Edit 2: So sample_posterior_predict works fine using the training dataset again. So I guess something is wrong in the new input data and/or the model definition. It’s strange though because there is no error or anything, just empty output…

Ah ok I think I figured it out, it seems to be because I set the “y” values to NaN in my out-of-sample dataset. Somehow that triggers pymc to drop the whole dataset so nothing happens, or some such? But then it works ok if I specify var_names for vars that don’t get impacted by those NaN’s?

Anyway if I set the dummy “y” values to zero instead of NaN then something happens at least. I haven’t checked that the output is sensible yet, but it made sense dimensionally at least.

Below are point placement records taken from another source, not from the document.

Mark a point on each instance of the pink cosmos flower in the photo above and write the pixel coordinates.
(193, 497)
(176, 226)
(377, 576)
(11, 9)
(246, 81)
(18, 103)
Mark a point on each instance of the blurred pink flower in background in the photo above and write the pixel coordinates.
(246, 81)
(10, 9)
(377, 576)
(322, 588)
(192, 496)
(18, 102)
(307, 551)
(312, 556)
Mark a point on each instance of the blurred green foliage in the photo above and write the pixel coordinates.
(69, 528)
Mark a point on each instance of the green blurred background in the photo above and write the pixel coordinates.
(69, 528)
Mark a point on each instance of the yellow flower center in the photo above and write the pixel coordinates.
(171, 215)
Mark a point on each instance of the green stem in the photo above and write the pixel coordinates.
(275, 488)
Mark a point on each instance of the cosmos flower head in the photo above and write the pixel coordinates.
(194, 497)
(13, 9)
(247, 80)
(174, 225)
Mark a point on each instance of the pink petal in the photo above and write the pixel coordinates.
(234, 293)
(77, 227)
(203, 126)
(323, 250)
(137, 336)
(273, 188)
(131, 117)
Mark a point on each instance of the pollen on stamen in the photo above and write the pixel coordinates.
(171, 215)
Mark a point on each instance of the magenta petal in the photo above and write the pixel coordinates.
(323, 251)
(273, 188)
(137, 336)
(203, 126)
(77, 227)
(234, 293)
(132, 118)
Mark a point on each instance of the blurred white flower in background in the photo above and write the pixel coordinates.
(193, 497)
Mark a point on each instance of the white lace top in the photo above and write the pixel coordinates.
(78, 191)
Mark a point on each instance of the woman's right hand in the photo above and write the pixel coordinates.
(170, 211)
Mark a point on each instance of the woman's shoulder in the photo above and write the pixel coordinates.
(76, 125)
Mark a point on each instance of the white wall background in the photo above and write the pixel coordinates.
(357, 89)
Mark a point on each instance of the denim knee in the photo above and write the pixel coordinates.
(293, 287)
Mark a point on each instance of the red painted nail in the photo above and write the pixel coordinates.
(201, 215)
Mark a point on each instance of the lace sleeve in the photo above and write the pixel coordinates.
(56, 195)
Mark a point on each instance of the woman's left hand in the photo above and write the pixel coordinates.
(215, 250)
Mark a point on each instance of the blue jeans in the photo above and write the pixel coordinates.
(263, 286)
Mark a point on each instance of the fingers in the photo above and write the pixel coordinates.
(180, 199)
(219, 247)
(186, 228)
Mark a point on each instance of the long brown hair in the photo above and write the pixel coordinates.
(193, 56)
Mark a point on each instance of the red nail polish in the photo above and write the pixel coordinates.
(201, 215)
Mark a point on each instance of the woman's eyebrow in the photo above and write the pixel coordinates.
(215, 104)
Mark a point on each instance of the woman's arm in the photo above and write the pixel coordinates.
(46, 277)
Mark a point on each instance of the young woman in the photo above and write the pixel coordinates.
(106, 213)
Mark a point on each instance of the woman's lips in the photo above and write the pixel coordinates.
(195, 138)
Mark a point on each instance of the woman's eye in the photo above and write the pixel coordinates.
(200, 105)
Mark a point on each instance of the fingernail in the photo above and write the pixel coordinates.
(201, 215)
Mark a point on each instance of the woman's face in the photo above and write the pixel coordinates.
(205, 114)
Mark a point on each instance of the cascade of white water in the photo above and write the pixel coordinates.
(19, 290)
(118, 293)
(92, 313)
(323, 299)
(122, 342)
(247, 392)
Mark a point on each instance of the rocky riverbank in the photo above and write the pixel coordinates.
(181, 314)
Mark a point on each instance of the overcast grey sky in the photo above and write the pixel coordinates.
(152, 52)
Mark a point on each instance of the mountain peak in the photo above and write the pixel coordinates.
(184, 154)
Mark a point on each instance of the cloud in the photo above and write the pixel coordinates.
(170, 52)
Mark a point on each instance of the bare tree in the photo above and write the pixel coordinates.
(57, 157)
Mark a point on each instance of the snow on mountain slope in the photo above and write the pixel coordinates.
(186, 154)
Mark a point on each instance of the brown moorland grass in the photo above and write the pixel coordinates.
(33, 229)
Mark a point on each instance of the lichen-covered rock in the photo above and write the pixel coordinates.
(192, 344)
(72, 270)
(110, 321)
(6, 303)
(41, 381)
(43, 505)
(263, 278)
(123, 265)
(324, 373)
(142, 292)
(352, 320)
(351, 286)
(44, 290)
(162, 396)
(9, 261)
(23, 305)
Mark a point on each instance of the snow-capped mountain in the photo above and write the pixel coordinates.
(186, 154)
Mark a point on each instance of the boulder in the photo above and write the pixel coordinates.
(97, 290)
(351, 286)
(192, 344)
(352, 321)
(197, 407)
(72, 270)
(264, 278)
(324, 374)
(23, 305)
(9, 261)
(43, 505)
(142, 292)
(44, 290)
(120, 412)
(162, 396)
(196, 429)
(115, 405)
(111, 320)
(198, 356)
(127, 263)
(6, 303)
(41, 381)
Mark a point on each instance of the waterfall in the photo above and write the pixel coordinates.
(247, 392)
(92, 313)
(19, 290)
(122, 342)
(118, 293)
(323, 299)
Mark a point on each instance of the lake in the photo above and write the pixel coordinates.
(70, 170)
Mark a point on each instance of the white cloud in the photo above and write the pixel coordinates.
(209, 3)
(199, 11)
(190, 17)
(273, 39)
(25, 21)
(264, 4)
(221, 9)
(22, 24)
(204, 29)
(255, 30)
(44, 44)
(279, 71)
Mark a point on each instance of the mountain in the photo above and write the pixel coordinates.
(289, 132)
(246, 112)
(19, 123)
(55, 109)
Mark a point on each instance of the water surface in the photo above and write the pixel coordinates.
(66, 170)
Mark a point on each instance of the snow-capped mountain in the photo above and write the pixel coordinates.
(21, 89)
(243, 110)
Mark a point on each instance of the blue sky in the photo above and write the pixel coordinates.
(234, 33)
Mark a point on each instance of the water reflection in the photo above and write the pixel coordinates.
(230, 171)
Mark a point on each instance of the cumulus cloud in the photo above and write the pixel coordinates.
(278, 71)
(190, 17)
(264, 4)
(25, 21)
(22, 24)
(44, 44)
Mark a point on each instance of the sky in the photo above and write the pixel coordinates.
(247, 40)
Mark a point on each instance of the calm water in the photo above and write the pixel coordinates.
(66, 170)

Is that the expected behaviour? NaNs should not be used to indicate absent dependant variable values? A warning message or something might be helpful here.

Setting values to nan triggers automatic imputation of the nan entries (so they are now just vanilla unobserved variablels)

But that wasn’t what happened. Instead nothing happened.

Some environments like VSCode and Colab now hide the warning logs emitted by PyMC. Anyway, you can check if imputation was done by model_graphviz or just checking what model.named_vars looks like.

To answer your original question, the behavior has changed. Any variables in var_names (as well as any variables that depend on those) will be resampled from the prior. If you can share your model and the exact problems you’re seeing it will be easier to help.

Ok I reproduced it in a very simple example:

import arviz as az
import numpy as np
import pandas as pd
import pymc as pm
RANDOM_SEED = 8927
rng = np.random.default_rng(RANDOM_SEED)

# Based on https://www.pymc.io/projects/examples/en/latest/generalized_linear_models/GLM-robust.html

# Toy data
#---------
size = 100
true_intercept = 1
true_slope = 2

x = np.linspace(0, 1, size)
# y = a + b*x
true_regression_line = true_intercept + true_slope * x
# add noise
y = true_regression_line + rng.normal(scale=0.5, size=size)

# Add outliers
x_out = np.append(x, [0.1, 0.15, 0.2])
y_out = np.append(y, [8, 6, 9])

data = pd.DataFrame(dict(x=x_out, y=y_out))

# Use subset for training
x_train = x_out[0:-1:10]
y_train = y_out[0:-1:10]

# PyMC Model
#------------
def build_model(x, y):
    with pm.Model() as model:
        xdata = pm.Data("x", x, dims="obs_id", mutable=False)

        # define priors
        intercept = pm.Normal("intercept", mu=0, sigma=1)
        slope = pm.Normal("slope", mu=0, sigma=1)
        sigma = pm.HalfCauchy("sigma", beta=10)

        mu = intercept + slope * xdata

        # define likelihood
        likelihood = pm.Normal("y", mu=mu, sigma=sigma, observed=y, dims="obs_id")
    return model

refit = True
if refit:
    with build_model(x_train, y_train):
        # inference
        trace = pm.sample(tune=2000)
    
        print("trace:")
        print(trace)
        print("trace.posterior:")
        print(trace.posterior)
    
        # Save trace
        trace.to_netcdf("training_trace.nc") 

# Reload training trace for forward predictions
training_trace = az.InferenceData.from_netcdf("training_trace.nc") 
print("training_trace:")
print(training_trace)
nan_y = y_out * np.nan
zero_y = y_out * 0.
with build_model(x_out, nan_y):
    pp_trace = pm.sample_posterior_predictive(training_trace)
    print("pp_trace:")
    print(pp_trace)

Building the model with nan_y the output is:

training_trace:
Inference data with groups:
	> posterior
	> sample_stats
	> observed_data
	> constant_data
pp_trace:
Inference data with groups:
	> 

But doing it with zero_y the output is

training_trace:
Inference data with groups:
	> posterior
	> sample_stats
	> observed_data
	> constant_data
Sampling: [y]
pp_trace:█████████████████████████████████████████████████████| 100.00% [4000/4000 00:00<00:00]
Inference data with groups:
	> posterior_predictive
	> observed_data
	> constant_data

I.e. it just does absolutely nothing if the "y"s are all nan. Which I find confusing since they are just a placeholder, they shouldn’t have any impact on how the posterior predictions work, at least in my understanding. I guess the actual values don’t matter, but somehow nan is treated differently due to the imputation logic or something?